Los beneficios de recuperar esta postura
Volver a entrenar el cuerpo para lograr esta posición (aunque sea unos minutos al día) tiene un impacto espectacular en la salud:
- Movilidad de cadera y tobillos al 100%: Es el mejor estiramiento natural que existe. Descomprime las articulaciones del tobillo y abre las caderas, una zona donde acumulamos muchísima tensión por estar sentados.
- Alivio del dolor lumbar: Al bajar por completo, la pelvis se vuelca hacia atrás de una manera que estira y descomprime la zona baja de la espalda. Es un bálsamo para quienes sufren de lumbalgia por mala postura.
- Mejora la digestión y el tránsito intestinal: La postura genera una compresión natural en el abdomen que ayuda a mover el sistema digestivo. De hecho, anatómicamente, es la posición perfecta y natural para ir al baño (por eso hoy están tan de moda los banquitos para apoyar los pies en el inodoro).
- Fortalece las piernas y el «core»: Mantener el equilibrio ahí abajo exige que los músculos de las piernas, los glúteos y el abdomen trabajen para sostenerte, mejorando la fuerza y la estabilidad general.

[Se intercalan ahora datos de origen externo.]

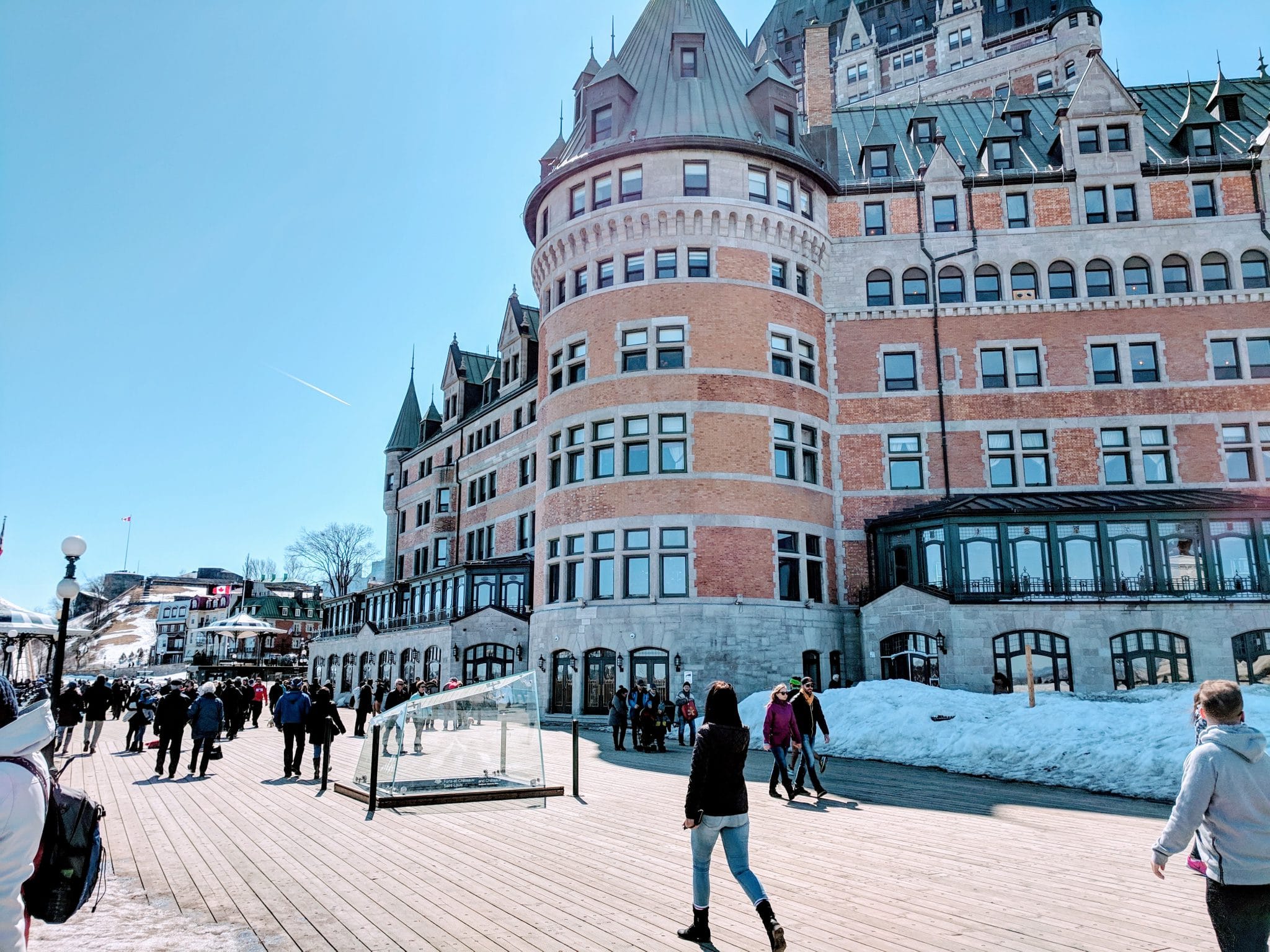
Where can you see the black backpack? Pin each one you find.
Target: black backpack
(70, 852)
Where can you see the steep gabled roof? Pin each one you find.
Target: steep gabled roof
(406, 433)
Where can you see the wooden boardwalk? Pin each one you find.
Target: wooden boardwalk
(897, 858)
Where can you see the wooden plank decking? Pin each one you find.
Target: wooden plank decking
(898, 858)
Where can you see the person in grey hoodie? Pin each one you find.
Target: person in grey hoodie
(1226, 796)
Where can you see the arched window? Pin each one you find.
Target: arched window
(1215, 272)
(432, 666)
(1150, 658)
(1251, 656)
(1137, 277)
(1256, 272)
(487, 662)
(1099, 281)
(1062, 281)
(951, 286)
(1023, 282)
(1176, 275)
(916, 287)
(812, 669)
(653, 667)
(1052, 660)
(910, 655)
(879, 289)
(562, 682)
(987, 283)
(601, 681)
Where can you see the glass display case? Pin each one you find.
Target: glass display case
(474, 746)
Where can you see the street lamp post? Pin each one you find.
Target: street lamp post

- Protección para las rodillas: Contrario al mito de que doblar mucho las rodillas es malo, la sentadilla profunda (hecha con cuidado) fortalece los tendones y ligamentos de la articulación, haciéndola más resistente a lesiones.
Cómo empezar a practicarla sin morir en el intento
Si intentás bajar ahora y sentís que te caés, no te preocupes, es lo más normal del mundo. Podés empezar a ganar flexibilidad con estos trucos:
- Agarrate de algo: Ponete frente a una mesa firme, el marco de una puerta o un poste. Agarrate con las manos y bajá despacio, dejando que tus brazos sostengan el peso para que no te caigas hacia atrás. Mantené los talones pegados al piso.
- Suplementá los talones: Si no llegás al piso, poné un almohadón finito, una manta doblada o un disco de gimnasio debajo de los talones. Eso eleva un poco el suelo y te permite apoyar todo el pie mientras tus tobillos van ganando flexibilidad.
- Hacelo por tiempos cortos: No intentes quedarte cinco minutos de golpe. Probá estar 30 segundos mientras miras el celular o descansas entre ejercicios, y andá sumando tiempo de a poco.
Recuperar la sentadilla asiática es, en el fondo, devolverle al cuerpo una habilidad con la que vinimos de fábrica. Tu espalda y tus piernas te lo van a agradecer.